Nel video, il cubano afferma che nell'isola vive “rilassato”, senza sveglia né lavoro formale, e incoraggia altri emigrati a seguire il suo esempio. “Se a te dispiace che uno sia qui tranquillo senza lavorare e senza una sveglia alle 5 del mattino, fratello, non complicarti la vita. Fai come ho fatto io: lavora, sacrificati e vieni qui tranquillo”, dice mentre mostra i pannelli sul tetto di casa sua.
Tuttavia, invece di ricevere supporto, il video è stato inondato da commenti critici e sarcastici da cubani che non condividono la sua visione sulla vita nel paese. Molti utenti gli hanno ricordato la crisi economica, i blackout e la mancanza di servizi essenziali che affronta la popolazione.
“Hai portato un ospedale con i medici dentro?”, ha scritto un'utente, riferendosi alla precarietà del sistema sanitario cubano.
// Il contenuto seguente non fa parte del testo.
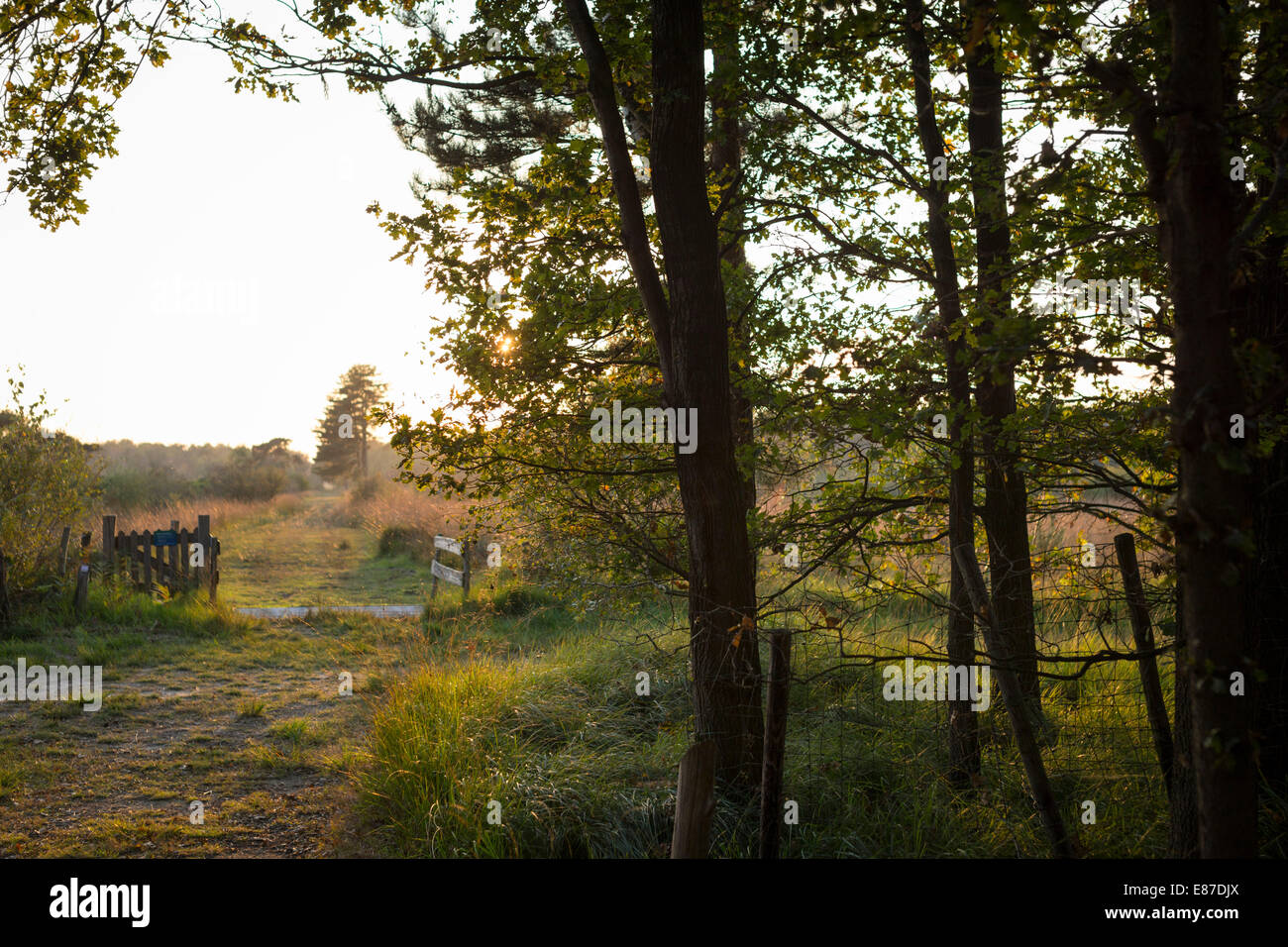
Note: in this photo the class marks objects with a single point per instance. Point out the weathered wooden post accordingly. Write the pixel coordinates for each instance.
(134, 557)
(147, 562)
(433, 571)
(204, 541)
(185, 557)
(1144, 637)
(695, 801)
(62, 552)
(174, 560)
(4, 590)
(214, 569)
(1017, 705)
(465, 570)
(776, 738)
(81, 599)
Un altro ha commentato: “Nahhhh, lasciami qui a lavorare e a svegliarmi alle 5, grazie.”
Altri hanno messo in discussione le sue aspirazioni personali: “I tuoi sogni erano così miseri, bro?” o “E questa era la tua meta?”, sono state alcune delle risposte più ripetute su TikTok.
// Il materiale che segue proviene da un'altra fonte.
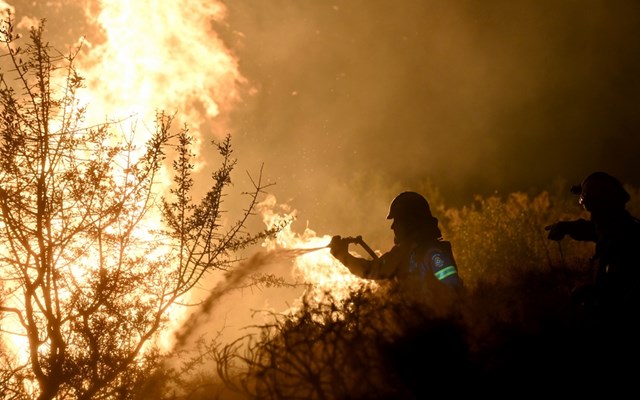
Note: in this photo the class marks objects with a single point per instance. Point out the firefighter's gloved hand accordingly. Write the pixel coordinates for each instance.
(557, 231)
(339, 248)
Negli ultimi mesi, è diventato comune vedere video di cubani che affermano di essere tornati volontariamente dagli Stati Uniti o da altri paesi, sostenendo che a Cuba possono vivere “senza stress”.
Tuttavia, la maggior parte delle reazioni sono di incredulità o scherno, in un contesto in cui la scarsità, i blackout e i salari bassi continuano a caratterizzare la vita quotidiana nell'isola.
Mentre alcuni vedono in queste testimonianze un tentativo di apparire di successo nonostante il ritorno, altri le interpretano come parte di una narrazione propagandistica che cerca di attutire la crisi sotto il controllo del regime cubano.